クールに見えた態度は、臆病さの裏返しなのか。
「演劇部だってそうでしょ……私なんて要らない」
チラッと、アキの方を見る倉本先輩の目には……羨望とか嫉妬とか、そういうのを超えた、諦めがあった。
「どうして時間を止めたんですか?」
努めて自分の声に、感情が混じらないようにした。
――先輩と自分は、何処か似ている。
「……さあね。ただの嫌がらせかもね?」
「嘘です」
嘘だと分かる。だから真琴は言い切る。
〔現象〕は、そんな簡単に起こせない。
〔意志〕がなければ、起こせない。
「本当は、参加したいんじゃないんですか? 自信がないとか、ひねくれてるとか、色々ありますが。先輩に足りないのは、一歩前に出る勇気です」
――でも、そんな勇気は出ない。怖いのだ、どうしようもなく。自信がないというのは、つまりそういうことだ。

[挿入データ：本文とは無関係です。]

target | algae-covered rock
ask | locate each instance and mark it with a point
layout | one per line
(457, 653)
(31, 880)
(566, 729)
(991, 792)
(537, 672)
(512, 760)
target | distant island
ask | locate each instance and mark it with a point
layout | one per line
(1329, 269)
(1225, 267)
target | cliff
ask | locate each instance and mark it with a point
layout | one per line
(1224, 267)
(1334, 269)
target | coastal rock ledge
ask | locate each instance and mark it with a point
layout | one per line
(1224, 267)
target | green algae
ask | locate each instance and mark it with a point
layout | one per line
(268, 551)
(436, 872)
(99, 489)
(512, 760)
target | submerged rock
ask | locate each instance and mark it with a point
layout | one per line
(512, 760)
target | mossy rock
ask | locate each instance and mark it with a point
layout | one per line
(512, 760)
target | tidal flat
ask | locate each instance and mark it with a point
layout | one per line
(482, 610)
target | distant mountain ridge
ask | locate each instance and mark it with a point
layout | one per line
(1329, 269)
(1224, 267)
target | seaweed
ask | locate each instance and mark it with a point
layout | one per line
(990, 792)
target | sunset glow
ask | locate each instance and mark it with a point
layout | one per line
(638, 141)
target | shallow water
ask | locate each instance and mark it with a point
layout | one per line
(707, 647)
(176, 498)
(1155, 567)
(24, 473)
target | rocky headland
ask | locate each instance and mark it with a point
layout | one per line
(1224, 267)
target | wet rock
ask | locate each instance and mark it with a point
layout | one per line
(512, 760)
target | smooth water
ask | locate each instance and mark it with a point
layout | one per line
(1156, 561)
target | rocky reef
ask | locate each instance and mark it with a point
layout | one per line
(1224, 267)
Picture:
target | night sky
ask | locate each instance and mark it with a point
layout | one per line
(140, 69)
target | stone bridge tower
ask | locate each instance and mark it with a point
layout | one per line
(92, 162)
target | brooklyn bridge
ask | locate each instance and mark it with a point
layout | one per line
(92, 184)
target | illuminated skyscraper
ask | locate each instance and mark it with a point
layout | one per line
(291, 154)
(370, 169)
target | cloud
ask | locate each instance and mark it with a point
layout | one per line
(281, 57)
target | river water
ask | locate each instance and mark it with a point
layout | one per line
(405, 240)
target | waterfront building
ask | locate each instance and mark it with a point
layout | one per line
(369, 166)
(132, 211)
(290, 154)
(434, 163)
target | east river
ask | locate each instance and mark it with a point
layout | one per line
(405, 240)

「時間が欲しかっただけじゃないんですか? 一歩前に出るための」
一歩前に出るか出ないか。決断を、先延ばしにする、そのために、時間は止められた――
「意味ないですよ、こんなこと」
真琴は吐き捨てる。
「いくら待っていたって、決断出来ない。自分から飛び込まないなら」
真琴の言葉は、事実であるからこそ、冷たい。分かっているが、《自分はこういう言い方しか出来ない》
「…………」
倉本先輩も仲町先輩も、アキも、みんな黙っていた。
「……どうしますか? このまま突っ立って、ずっと時間を止めておきますか?」
「真琴……」
アキの心細い声が、耳に痛い。
「……倉本さん」
仲町先輩が、何かに気付いたかのように、倉本先輩に説く。
「去年のこと、気にしてるの?」
「……!」
去年。一年の真琴達は知らない。
だけど、仲町先輩の言葉を肯定するように、倉本先輩の顔が歪んだ。
「気持ち、分かるって言えないけど。……倉本さんのせいじゃなかった、それはみんな知ってると思う」
「…………」
「気付けなくて、ごめんなさい」
「……別に」
倉本先輩が、ようやく口を開いた。
「周りが悪いなんて――思っちゃいないですから」
声は震えて、心細そうで、どうしようもなく寂しそうな、そんな姿が、真琴の何かに触れる。
「私が、悪いですから」
倉本先輩は――泣いていた。
真琴は声をかけれない。そんな資格、自分にはきっとないだろうから。